The Ontario Legislature should amend Bill 140 – draft legislation to ensure all Ontarians are adequately housed – to make sure that municipalities can create locally-appropriate inclusionary housing plans, and the bill should also be amended to require the provincial housing minister to develop a real housing plan for Ontario, with real targets, timelines and funding mechanisms. Those are the key recommendations in a submission that the Wellesley Institute’s Michael Shapcott gave to the Ontario Standing Committee on Justice Policy today as it reviewed the bill.
Fully 630,000 Ontario households are officially in “core housing need” as defined by Canada Mortgage and Housing Corporation. Almost 142,000 households are on affordable housing waiting lists. The affordable housing needs of Ontarians are complex and diverse, and poor housing is a critical factor in driving poor individual health and poor population health. Ontario has the highest housing costs, the lowest per capita investment in housing and has made the biggest download of housing responsibilities to municipalities of any Canadian province.
For most of the past two decades, Ontario’s housing policy has been dictated by federal politicians. When the national government cuts and downloads housing (as it did in 1993 and 1996 respectively), the Ontario government follows suit (in 1995 and 1998). When the federal government makes one-time, short-term housing investments (in 2001, 2006 and 2009), the Ontario government cost-shares (although sometimes taking a year or more to catch up). In recent years, Ontario has taken important steps in affordable housing programs and funding, but “none of these initaitives is sufficient to meet the housing needs of Ontarians, and all of them together do not add up to a comprehensive, long-term affordable housing plan for the province” – notes the WI submission.

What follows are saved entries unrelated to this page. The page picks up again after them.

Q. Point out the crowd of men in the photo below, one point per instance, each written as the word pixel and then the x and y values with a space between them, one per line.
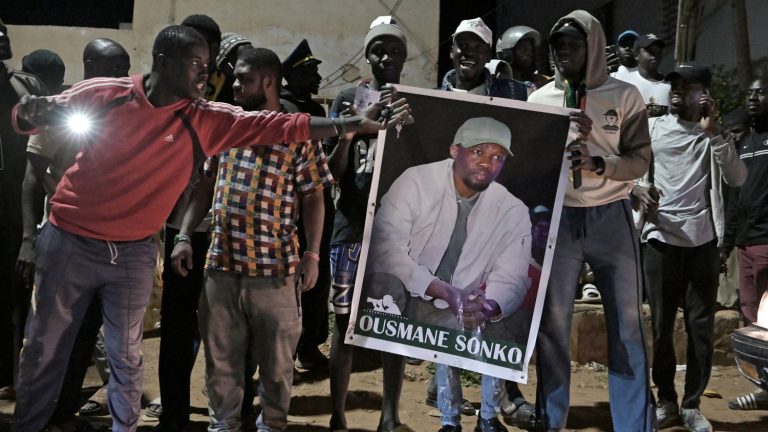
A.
pixel 235 168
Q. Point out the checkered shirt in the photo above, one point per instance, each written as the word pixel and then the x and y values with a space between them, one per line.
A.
pixel 256 205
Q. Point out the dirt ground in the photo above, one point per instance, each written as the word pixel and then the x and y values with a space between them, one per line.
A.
pixel 310 407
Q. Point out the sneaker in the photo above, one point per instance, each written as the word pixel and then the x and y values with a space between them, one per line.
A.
pixel 413 361
pixel 490 425
pixel 522 416
pixel 311 359
pixel 7 393
pixel 695 421
pixel 466 406
pixel 154 411
pixel 667 413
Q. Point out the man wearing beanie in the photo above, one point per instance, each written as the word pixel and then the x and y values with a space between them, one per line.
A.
pixel 302 81
pixel 595 226
pixel 469 282
pixel 13 85
pixel 648 51
pixel 351 162
pixel 682 232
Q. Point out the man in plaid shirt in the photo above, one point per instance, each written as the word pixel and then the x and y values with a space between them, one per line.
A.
pixel 250 307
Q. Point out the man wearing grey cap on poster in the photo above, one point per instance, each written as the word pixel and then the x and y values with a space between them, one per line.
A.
pixel 682 231
pixel 471 281
pixel 351 160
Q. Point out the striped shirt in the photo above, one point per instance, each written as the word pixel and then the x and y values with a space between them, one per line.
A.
pixel 256 205
pixel 138 157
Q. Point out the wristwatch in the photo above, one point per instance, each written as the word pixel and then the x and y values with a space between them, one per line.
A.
pixel 599 164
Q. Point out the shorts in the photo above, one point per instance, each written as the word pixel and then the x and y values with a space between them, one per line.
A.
pixel 344 260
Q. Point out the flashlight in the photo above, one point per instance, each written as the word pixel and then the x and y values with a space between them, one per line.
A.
pixel 78 123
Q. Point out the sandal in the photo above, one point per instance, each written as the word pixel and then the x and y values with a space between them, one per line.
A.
pixel 590 294
pixel 466 406
pixel 96 405
pixel 154 411
pixel 402 427
pixel 523 417
pixel 750 401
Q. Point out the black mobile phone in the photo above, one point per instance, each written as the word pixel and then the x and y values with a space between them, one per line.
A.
pixel 703 111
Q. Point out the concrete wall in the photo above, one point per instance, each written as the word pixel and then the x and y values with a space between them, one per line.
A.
pixel 334 28
pixel 715 43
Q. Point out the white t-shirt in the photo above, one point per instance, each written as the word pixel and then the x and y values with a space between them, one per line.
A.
pixel 655 93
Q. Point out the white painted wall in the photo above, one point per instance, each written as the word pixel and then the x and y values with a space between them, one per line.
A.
pixel 334 28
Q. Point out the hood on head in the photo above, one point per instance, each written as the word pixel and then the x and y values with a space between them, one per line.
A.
pixel 596 73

The Wellesley Institute supports a recommendations for amendments to the draft legislation by a number of our housing partners. In our submission, we identified two critical priorities:
- first, amend Bill 140 to amend the Planning Act to ensure municipalities have the power to enact locally appropriate inclusionary housing policies.
- second, amend Bill 140 to require the provincial government to create a comprehensive, ‘made-in-Ontario’ affordable housing plan to meet the housing needs and respect the housing rights of Ontarians.